My puppy was being fed by me as well from the breeder for over a month Nutro Ultra which he never seemed to go gaga over when it was food time. I did do the 15 minute rule which worked but it would leave him missing at least one of his meals a day. He usually doesn't eat the specified amount on the bag. He's going on 9 pounds at 15 weeks so he should be eating about 1 1/4 of a cup a day and he barely eats 3/4 we do you training treats occasionally but they're Zukes and pretty tiny.

Anyway I felt that he was telling me like hey this sucks, even though he's never had anything else except this ONE time, when I was at my boyfriends house whose parents feed their dog blue life source and he gobbled that up so quickly I didn't get a chance to think...

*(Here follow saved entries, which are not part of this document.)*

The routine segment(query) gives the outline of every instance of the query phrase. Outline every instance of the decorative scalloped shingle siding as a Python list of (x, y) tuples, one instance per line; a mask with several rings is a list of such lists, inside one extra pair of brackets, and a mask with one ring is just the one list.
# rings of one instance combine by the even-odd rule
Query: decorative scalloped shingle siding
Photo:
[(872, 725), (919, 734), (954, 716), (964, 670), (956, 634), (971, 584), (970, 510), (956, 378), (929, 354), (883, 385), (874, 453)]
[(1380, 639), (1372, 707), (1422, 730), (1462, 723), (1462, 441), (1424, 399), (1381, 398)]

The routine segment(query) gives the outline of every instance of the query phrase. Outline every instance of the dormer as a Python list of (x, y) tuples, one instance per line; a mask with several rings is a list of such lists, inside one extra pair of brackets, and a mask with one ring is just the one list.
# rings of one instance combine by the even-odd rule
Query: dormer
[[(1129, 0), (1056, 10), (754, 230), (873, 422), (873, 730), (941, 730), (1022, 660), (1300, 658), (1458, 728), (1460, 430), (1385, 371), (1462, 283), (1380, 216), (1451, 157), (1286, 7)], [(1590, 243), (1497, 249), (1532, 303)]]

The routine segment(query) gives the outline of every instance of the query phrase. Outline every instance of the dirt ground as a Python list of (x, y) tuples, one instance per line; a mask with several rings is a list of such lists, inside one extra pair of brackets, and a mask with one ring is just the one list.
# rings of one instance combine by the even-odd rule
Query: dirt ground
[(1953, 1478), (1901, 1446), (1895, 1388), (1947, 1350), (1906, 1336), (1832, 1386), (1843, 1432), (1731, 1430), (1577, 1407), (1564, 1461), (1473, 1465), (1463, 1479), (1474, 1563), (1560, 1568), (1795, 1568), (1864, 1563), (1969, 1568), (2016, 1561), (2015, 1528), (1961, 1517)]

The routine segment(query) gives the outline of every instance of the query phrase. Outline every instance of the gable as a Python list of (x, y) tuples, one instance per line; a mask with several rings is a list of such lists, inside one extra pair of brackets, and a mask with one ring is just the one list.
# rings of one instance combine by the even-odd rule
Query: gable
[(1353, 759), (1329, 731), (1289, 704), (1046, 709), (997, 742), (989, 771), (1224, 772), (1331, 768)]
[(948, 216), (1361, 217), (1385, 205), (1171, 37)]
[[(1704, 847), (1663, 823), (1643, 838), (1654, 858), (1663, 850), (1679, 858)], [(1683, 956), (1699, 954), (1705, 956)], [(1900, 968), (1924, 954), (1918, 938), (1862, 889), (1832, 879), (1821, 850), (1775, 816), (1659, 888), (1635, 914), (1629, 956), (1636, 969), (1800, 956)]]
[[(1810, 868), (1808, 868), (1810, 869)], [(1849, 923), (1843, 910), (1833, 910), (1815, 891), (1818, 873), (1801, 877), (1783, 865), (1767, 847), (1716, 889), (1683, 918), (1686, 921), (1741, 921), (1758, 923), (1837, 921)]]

Right now I'm weening him off of Nutro Ultra to Blue Grain Free Puppy Formula. Basically he's not even eating his old kibble anymore he eats every single bite from the new one, I see him scavenging in the bowl and leaves all the Nutro. No bathroom issues yet but I wonder if I still ween it's been about 3 days of this and I feel like it's a waste of time. 

I just want my puppy to eat lol 


Sent from Petguide.com Free App


----------



## patk (Jun 13, 2013)

no problems with the changeover? then get rid of the nutro. some dogs make transitions re food without any real issues. others have them, which is why in general a transitional period is advised. your pup must be one of the lucky ones. good for you and for him!


----------



## SilverSpoo (Jan 15, 2014)

It may be because it is new right now, too. If he isn't having any diarrhea then I would forget about the old food.

My poodle is fussy and will gobble down a new food for a few days and get me all excited that I finally found something she likes. Then once the novelty wears off she will start skipping meals again. Hopefully that doesn't happen to you!


----------



## Wild Kitten (Mar 13, 2014)

SilverSpoo said:


> My poodle is fussy and will gobble down a new food for a few days and get me all excited that I finally found something she likes. Then once the novelty wears off she will start skipping meals again.


haha, same here, she pretends to like something so I think, yeah! and buy a pack and that's when she change her mind...... then I end up with bags of food :banghead:

Then I got to try to rotate them so it feels like new again


----------